Martin Herbert of Art Monthly wrote a review of ‘Under Blue Cup’ in April 2012 where he argued that Krauss cannot see the polyvalency of many works of art today, and that indeed she is dismissive of certain types of art she does not like....those working with text for example. However, Maria Walsh of Art Review reckoned that her model does provide a historically supported and open ended way forward for artists that find themselves lacking in a tradition that they can develop on from. Post Modernist ideas suggest that the picture frame or ‘support’ has now been replaced because of the extension of the boundaries of ‘What is Art’, out to the Gallery and its grounds and even beyond that; to the boundary of Life and Art. At this point it has become essential for artists to feel some security in being able to have a historically supported frame of reference; and here Krauss’s notion of the choice of an artist’s medium being like something to ‘kick off from, like the side of the pool’ is certainly rather neat. In support of this, Walsh went to several galleries and tried out looking at the work in terms of Krauss’s ‘Knight’s Move’ and claimed it worked well for her in her own interpretation and assessment of work.

So perhaps Krauss has reinvented the wheel, in a kind of revalidation of the old concept of the artist’s medium.
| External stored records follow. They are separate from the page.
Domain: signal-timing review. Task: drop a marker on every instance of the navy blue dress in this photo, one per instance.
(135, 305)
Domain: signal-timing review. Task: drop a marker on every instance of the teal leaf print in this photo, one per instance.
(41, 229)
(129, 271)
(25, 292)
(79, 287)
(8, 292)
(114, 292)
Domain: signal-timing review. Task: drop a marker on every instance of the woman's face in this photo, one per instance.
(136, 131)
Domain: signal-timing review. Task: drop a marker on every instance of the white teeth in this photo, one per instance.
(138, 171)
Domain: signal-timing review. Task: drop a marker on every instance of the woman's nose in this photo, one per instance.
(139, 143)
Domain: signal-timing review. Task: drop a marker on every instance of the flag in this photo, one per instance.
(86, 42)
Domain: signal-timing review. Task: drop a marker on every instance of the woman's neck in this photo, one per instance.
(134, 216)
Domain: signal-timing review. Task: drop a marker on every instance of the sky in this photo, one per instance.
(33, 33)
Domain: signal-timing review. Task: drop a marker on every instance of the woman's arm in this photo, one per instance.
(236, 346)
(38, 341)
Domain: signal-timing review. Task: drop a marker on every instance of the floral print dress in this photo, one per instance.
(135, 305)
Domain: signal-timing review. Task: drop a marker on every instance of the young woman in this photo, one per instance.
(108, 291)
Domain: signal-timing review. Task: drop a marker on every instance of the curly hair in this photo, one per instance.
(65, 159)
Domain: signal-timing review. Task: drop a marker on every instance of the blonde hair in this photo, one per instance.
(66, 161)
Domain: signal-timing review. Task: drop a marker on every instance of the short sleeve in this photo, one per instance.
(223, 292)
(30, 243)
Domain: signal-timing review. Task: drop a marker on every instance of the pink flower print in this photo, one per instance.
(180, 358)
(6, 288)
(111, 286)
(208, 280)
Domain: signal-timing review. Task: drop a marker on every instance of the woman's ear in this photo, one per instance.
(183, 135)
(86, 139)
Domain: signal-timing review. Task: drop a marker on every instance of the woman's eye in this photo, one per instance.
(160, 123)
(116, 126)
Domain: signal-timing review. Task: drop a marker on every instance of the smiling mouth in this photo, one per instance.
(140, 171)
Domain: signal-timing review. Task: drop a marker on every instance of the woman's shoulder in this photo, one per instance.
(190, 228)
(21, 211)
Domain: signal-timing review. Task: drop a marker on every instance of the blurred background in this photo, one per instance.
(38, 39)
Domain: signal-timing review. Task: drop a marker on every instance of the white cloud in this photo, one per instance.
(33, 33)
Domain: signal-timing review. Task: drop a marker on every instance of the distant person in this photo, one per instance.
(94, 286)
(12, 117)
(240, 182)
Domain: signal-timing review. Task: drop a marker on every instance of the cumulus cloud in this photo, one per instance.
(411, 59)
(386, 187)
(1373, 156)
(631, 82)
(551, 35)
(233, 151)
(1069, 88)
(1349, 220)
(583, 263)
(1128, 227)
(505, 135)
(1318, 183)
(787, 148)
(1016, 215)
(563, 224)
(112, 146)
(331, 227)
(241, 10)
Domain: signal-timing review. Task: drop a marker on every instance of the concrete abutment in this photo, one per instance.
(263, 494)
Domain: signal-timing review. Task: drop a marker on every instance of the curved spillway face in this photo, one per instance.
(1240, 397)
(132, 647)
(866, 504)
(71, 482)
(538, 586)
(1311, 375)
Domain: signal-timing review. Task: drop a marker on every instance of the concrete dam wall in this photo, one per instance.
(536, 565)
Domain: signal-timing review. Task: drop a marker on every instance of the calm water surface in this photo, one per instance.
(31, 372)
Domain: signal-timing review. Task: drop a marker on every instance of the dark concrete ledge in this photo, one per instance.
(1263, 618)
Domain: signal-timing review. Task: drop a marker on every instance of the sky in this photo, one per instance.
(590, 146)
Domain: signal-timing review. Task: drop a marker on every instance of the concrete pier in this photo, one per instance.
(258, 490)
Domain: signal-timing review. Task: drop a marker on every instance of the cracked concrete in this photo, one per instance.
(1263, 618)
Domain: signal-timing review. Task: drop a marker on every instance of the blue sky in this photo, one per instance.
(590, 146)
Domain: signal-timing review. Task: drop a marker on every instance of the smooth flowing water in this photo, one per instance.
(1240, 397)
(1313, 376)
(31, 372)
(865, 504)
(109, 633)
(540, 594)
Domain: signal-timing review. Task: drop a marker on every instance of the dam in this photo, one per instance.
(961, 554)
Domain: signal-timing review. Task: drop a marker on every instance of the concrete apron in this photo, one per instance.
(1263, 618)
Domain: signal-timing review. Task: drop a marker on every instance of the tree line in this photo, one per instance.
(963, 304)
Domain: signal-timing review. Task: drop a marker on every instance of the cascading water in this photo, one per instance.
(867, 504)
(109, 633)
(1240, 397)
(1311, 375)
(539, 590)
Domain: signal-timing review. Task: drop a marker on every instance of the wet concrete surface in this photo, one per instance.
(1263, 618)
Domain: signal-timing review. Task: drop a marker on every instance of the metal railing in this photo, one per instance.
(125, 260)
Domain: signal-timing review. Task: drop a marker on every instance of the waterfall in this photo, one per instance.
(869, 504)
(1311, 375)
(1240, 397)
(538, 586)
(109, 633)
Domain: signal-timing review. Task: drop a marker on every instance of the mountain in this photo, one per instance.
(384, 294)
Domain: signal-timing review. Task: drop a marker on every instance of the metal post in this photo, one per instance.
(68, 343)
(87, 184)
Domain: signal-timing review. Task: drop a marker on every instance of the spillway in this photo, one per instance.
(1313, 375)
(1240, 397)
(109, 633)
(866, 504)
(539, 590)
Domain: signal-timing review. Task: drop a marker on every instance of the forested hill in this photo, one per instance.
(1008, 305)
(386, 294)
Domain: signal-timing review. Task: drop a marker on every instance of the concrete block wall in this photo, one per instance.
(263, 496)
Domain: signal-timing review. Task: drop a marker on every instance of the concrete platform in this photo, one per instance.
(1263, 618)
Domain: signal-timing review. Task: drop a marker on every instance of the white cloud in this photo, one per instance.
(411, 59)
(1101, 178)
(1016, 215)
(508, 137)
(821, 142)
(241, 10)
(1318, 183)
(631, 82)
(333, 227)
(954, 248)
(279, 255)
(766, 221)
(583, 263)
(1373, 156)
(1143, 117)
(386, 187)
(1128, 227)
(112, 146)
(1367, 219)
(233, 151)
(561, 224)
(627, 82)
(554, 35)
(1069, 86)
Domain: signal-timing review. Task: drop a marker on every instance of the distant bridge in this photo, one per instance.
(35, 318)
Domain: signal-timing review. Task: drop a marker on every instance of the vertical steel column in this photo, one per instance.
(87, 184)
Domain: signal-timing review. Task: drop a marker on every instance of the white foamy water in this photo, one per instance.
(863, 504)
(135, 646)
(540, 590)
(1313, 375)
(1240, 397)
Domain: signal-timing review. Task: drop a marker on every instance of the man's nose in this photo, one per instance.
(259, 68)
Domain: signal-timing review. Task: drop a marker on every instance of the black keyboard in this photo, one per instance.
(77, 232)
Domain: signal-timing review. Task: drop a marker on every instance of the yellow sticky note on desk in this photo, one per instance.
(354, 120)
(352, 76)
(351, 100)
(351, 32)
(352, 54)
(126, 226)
However, it seems clear to me that many artists today are kind of lost in the sheer openness of what constitutes Art today, and a great deal of work produced today will be forgotten or remain unremarked. New boundaries need to be reestablished and values returned to. Like Krauss I feel the significance of the late 60‘s artists working with the central importance of the medium to the message, the ‘fact of the form’: This is why ultimately, I think this is an important little book.